I was in second grade during the 1967 World Series and I distinctly remember that my elementary school piped one of the games, probably Game Seven, over the intercom during school. That summer, my parents had taken me on first visit to Fenway Park. It was a night game (a little Internet research shows me it must have been July 26, a Thursday night). We had seats in the bleachers. By the late innings my brother and I were falling asleep so we left with the game tied. My father had to listen to the end on the radio back at the hotel. (The Red Sox rallied to beat the California Angels in the bottom of the ninth.)

I still have my Impossible Dream album somewhere. It has includes plenty of snippets from the season’s radio broadcasts, plus some “poetry” intoned by announcer Ken Coleman. “They called them the Cardiac Kids,” is one line I remember. Also one about rookie pitcher Billy Rohr knocking on the door to the hall of fame. (Rohr carried a no-hitter into the ninth inning early in the season.) But the album’s highlight is the Carl Yastrzemski song. It went like this:

Carl Yastrzemski,
Carl Yastrzemski,
Carl Yastrzemski,
The man we call Yaz.
We love him!

It’s a song that Al Jolson could have belted out, down on one knee, arms outstretched. It demands to be sung through a megaphone—although anyone who actually did sing it through a megaphone would be inviting a terrible retribution. It was insidiously catchy, and I bet a lot of people in New England can probably sing it today, and once they start singing it I bet they can’t stop.

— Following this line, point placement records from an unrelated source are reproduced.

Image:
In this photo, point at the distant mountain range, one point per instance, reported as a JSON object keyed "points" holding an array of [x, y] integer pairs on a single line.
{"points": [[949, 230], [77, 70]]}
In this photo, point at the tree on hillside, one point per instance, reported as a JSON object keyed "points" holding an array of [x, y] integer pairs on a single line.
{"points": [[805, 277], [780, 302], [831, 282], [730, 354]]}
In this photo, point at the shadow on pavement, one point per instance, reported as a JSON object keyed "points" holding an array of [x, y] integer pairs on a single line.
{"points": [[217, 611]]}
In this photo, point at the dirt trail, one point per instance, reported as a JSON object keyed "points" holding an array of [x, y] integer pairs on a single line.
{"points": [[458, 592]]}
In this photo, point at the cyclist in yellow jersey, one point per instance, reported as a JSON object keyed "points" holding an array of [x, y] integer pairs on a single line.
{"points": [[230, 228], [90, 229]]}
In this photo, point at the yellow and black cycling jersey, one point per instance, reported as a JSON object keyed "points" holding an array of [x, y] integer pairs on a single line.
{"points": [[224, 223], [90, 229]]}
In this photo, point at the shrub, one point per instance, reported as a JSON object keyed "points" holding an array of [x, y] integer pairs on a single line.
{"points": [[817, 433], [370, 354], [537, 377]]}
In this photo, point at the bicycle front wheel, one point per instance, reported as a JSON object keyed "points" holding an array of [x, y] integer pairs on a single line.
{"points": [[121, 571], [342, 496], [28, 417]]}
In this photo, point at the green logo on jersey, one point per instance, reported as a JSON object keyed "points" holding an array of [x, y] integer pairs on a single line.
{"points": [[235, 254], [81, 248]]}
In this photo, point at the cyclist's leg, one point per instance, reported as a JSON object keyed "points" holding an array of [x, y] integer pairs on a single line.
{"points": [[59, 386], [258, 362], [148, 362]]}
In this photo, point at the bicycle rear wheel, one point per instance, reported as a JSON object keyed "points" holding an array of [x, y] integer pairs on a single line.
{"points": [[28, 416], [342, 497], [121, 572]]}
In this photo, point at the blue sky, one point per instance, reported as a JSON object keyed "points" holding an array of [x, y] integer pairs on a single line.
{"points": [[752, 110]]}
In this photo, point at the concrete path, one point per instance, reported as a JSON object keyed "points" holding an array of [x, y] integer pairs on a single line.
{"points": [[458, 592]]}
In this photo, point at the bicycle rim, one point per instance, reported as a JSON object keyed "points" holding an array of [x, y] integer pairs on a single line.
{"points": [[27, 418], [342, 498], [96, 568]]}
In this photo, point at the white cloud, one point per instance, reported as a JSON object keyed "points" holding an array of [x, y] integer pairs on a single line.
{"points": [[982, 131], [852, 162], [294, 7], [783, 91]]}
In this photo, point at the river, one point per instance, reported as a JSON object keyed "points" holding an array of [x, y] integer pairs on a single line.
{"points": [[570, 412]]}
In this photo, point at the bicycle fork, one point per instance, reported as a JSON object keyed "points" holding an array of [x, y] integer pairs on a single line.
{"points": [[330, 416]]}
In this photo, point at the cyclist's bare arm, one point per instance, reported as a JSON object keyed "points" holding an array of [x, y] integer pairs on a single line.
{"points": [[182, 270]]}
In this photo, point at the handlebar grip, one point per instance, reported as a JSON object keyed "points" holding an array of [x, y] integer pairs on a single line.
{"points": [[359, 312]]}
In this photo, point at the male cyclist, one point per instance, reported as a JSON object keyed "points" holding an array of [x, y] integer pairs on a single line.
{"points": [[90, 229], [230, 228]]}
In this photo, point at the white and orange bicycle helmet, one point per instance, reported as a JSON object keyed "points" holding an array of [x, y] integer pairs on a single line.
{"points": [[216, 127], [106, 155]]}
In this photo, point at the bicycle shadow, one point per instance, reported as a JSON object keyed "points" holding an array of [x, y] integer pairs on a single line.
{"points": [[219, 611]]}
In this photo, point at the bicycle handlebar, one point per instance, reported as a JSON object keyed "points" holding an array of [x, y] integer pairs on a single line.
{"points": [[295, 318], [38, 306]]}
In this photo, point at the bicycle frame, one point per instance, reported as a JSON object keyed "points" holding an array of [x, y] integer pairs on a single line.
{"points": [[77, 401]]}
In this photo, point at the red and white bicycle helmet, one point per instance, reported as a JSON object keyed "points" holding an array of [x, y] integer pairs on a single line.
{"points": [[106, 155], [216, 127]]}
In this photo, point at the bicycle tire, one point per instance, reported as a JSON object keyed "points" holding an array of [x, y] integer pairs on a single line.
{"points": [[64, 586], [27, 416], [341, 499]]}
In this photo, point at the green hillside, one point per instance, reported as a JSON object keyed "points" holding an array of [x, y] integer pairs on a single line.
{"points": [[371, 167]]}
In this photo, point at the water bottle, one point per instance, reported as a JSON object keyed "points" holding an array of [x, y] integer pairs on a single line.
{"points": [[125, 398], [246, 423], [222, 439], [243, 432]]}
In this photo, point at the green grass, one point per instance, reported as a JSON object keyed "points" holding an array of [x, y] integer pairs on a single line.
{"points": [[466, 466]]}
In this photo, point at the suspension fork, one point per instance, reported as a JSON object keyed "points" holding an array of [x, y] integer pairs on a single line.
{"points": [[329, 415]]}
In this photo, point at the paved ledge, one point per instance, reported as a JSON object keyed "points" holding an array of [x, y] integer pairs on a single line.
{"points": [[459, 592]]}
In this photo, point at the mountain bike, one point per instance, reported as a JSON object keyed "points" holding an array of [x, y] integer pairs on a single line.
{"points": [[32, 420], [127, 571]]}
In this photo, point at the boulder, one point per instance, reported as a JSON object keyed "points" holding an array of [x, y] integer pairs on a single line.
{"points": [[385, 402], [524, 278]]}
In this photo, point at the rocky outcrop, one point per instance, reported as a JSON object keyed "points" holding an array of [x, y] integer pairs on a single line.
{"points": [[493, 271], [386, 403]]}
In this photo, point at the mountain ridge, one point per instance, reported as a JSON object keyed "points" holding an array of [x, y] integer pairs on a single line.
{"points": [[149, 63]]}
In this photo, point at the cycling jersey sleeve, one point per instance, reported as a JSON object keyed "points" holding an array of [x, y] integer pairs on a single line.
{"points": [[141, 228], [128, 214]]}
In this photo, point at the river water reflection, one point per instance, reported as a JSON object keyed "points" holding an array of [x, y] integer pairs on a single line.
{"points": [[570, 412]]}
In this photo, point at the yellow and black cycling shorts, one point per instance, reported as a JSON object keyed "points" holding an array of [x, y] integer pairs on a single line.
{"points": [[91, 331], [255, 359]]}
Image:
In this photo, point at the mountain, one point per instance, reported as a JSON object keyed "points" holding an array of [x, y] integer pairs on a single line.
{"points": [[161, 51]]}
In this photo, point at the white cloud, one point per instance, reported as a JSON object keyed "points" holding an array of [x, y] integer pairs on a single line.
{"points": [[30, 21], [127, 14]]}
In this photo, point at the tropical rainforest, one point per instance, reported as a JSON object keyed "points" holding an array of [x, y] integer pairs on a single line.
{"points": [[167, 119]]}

Despite the song, we did love Yaz. 1967 was the year that he won the American League’s batting triple crown (meaning he got the top RBIs, batting average and home runs). No one in baseball has done it since. Sometime after the season ended a truck with all of Yaz’s trophies went on a tour of New England. It made a stop at a mall parking lot in Augusta and all us residents trooped out to see what the great man had achieved. I remember seeing his gold glove and maybe a silver bat, too. As the song said, he was “the idol of Boston, Mass!” Augusta, Maine, too.